Sunday, December 11, 2016

My awesome daughter

Disclosure: This is a biased account by a father about his awesome daughter.

Yesterday I missed seeing Jazzy’s annual gymnastic display. My alarm woke me up in time, but I arose in a fluey fogginess and I just couldn’t do it. I could feel that sense that if I stayed awake and forced myself through, I’d end up really sick and completely out of action for days. I knew how much it would mean to her for me to be there, but I just couldn’t. I collapsed back in the bed and slept deeply for another two hours. Disappointing all round. What can I say.

I did however make it to the afternoon session. I missed seeing the routine that she’d spent the last few months working on, but I did see something else. Quite a lot in fact about the amazing young woman that I have the privilege of calling my daughter.

Last January, Jazzy broke her arm. A piece of her elbow broke clean off, floating nearly a centimetre from where it was meant to be, like a little island separated out in the sea from the mainland. This was compounded by it not actually being diagnosed as broken for a good three months or so after the fact (a whole other story – thanks Warrandyte physio!). An operation ensued, followed by a long and slow rehabilitation. She has been unable to put any weight on it for almost a year now. Quite a significant impediment for somebody whose favourite time is spent swinging on gymnastics bars and flipping across the floor. Like many parents, I’m overly proud of my children. I love their successes. Parents tend to feel that their kids’ successes are in some way also theirs. I share this trait with those other parents. But my pride in Jazzy during this year, has stemmed not so much from her success, but from her fight in the face of adversity. Her persistence. Dedication. Courage. Without being able to use her arms at all, she has continued training twice a week for the entire year. For months she was able to do only repetitive leg strengthening work, while watching the other girls in her group flipping around all over the place. While this may be "only sport" and is not as significant as adversities that many others are experiencing, it showed a steely reserve inside that will stand her well when life throws difficulties her way. She had to forego the competitive part of the sport for the year, missing out on the two competition days, but going along in any case to support her team wholeheartedly. Generosity of spirit. Part of a team. Yesterday’s display was a culmination in a year of effort to get herself back in action. All the more disappointing to have missed it.

In the afternoon session that I did make it to, Jazzy’s stuff was all over. At least, she felt it was. But that’s not how it looked to me. There she was, leading the displays of other kids as one of the club coaches. Out the front, abounding in confidence, running the show. This year she’s become a fully qualified gymnastics coach and has been working on up to five days a week teaching kids of varying levels to do amazing things with their bodies. Helping their techniques and confidence to try and perform to their maximum abilities, while having fun at the same time. She’s become totally comfortable in her role as a teacher of young children, running classes, designing routines and also taking on the task of running gymnastics parties at the centre for the really little kids. Dedication to her craft.

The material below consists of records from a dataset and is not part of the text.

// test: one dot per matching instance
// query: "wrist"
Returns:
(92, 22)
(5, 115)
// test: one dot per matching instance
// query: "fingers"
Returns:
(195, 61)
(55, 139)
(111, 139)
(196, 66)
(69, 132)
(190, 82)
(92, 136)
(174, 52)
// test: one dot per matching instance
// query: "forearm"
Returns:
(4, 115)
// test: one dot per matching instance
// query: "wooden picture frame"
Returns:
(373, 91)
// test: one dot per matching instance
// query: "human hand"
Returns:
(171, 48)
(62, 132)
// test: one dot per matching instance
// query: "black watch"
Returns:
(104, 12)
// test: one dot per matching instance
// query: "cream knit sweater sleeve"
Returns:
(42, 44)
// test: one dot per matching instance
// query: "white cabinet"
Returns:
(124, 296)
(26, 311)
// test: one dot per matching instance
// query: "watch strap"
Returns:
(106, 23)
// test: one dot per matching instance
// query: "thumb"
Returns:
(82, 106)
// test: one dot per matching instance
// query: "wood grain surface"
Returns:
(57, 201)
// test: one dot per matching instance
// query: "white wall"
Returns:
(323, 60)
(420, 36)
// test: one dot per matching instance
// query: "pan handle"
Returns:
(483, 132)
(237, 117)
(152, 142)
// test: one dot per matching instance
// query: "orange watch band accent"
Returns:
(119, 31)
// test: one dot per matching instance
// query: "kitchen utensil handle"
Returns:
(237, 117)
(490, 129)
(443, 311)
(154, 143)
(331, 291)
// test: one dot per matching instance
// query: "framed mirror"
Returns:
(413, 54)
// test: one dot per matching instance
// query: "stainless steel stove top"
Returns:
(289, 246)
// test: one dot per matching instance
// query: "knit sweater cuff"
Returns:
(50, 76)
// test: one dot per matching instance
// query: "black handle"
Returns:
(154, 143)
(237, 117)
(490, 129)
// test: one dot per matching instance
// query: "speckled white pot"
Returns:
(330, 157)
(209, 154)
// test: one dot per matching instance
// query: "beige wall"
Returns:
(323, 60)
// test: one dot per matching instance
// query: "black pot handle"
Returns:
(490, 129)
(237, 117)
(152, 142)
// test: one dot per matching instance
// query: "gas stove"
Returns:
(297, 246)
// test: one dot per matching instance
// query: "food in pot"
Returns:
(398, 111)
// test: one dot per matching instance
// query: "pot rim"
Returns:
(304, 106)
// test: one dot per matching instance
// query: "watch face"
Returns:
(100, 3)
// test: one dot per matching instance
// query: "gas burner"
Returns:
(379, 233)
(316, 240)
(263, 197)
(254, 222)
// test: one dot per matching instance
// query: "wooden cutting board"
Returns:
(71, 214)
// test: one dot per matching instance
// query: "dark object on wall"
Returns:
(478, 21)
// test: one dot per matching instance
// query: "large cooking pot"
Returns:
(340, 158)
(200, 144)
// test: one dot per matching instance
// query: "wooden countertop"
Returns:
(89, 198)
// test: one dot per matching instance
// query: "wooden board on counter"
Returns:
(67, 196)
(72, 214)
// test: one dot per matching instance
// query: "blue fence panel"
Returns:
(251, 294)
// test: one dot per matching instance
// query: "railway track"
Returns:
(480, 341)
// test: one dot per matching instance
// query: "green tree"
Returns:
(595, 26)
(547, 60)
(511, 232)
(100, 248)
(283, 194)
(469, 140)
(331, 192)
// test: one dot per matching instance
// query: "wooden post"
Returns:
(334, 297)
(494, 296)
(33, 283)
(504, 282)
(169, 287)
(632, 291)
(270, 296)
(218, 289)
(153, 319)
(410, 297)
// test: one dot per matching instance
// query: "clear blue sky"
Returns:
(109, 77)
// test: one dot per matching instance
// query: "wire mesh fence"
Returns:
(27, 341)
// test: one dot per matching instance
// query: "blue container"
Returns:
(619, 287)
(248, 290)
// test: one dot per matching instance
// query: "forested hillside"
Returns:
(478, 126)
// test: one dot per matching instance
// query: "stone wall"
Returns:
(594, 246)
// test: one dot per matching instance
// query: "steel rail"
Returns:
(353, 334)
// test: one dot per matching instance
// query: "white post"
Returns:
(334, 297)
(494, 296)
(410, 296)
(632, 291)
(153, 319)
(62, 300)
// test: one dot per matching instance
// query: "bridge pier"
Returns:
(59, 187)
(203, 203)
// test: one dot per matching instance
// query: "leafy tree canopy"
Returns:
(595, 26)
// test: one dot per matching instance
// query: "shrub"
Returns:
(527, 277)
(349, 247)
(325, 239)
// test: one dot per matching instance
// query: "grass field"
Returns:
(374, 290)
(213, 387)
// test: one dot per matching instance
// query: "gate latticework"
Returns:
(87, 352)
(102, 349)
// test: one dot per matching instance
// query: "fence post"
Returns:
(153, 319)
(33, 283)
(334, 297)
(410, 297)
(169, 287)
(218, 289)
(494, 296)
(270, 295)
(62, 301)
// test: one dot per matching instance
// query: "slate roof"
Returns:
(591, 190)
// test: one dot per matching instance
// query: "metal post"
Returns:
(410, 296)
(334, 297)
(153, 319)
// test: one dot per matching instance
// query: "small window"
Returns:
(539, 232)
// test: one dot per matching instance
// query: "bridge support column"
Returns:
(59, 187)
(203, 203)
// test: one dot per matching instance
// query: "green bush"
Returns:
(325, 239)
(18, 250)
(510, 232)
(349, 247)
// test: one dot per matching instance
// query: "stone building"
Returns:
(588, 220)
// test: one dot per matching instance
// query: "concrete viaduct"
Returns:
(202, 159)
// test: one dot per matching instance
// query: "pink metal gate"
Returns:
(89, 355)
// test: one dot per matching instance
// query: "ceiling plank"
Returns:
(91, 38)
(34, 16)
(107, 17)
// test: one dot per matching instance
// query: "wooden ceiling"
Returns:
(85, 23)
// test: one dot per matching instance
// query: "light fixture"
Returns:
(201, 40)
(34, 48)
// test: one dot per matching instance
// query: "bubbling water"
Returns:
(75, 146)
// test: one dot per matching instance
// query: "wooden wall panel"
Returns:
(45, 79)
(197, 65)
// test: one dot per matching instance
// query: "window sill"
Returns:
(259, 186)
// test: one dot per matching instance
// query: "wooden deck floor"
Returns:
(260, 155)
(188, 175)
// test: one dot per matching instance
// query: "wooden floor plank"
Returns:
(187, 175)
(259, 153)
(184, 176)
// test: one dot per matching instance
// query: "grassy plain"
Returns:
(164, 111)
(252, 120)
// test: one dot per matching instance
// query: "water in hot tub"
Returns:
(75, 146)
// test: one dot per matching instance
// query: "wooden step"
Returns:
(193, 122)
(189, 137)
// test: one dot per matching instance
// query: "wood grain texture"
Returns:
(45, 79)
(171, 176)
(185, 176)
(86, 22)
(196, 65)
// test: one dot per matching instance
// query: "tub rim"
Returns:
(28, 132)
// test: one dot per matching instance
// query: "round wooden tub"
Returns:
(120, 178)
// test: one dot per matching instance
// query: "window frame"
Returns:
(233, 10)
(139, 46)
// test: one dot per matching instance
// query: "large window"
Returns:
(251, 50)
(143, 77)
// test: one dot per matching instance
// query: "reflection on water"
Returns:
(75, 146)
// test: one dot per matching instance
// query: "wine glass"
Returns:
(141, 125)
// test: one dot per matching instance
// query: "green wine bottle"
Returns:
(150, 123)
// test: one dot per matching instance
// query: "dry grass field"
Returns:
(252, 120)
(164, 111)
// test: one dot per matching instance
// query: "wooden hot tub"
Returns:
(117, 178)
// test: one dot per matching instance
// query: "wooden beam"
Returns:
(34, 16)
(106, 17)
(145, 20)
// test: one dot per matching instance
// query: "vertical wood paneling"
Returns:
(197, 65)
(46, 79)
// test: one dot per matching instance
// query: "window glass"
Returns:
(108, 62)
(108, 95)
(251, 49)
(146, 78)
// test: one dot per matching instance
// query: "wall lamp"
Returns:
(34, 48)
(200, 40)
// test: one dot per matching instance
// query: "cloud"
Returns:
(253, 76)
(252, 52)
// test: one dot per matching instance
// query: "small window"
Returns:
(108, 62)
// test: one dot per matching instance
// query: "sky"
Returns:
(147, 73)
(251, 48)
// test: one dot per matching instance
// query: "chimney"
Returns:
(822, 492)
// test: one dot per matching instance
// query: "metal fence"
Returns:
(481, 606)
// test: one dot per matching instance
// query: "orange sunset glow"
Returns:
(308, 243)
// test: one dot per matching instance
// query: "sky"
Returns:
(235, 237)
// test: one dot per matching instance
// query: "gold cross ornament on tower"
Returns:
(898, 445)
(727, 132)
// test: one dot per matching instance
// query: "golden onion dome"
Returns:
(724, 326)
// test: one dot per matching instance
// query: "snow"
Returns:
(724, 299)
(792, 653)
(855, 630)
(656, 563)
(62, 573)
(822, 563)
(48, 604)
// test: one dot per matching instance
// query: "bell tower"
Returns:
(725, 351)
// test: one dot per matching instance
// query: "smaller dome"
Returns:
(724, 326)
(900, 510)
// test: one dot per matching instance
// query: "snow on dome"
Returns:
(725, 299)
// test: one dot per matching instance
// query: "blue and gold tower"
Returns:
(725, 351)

Between the sessions yesterday, I saw what to me was the most telling of all. Jazzy kicking back jovially with the other coaches and the gym owners. Sharing jokes and conversation. A sixteen year old comfortable as herself in the company of adults with whom she has created her own relationships. Relationships that are visibly built on mutual respect. No longer a child. Clearly one of them. The people at her gymnastics club love her. They see in her those qualities that I do. They too recognise the enormous amount of dedication and effort that she puts in.

It’s quite amazing as a parent to see the developmental leaps that your offspring make as they forge their ways through life. From learning to talk. Learning to walk. Riding a bike. Finding themselves in some way or other and discovering what they like to do. We want the best for them. We know that stuff will go wrong from time to time, but we hope that on balance, things will mostly be bright. Somehow on turning sixteen this year, some kind of super-turbo overdrive switch seems to have been flicked for Jazzy. While acknowledging my undoubted bias, I feel that right now my daughter has awesomosity oozing out of every pore.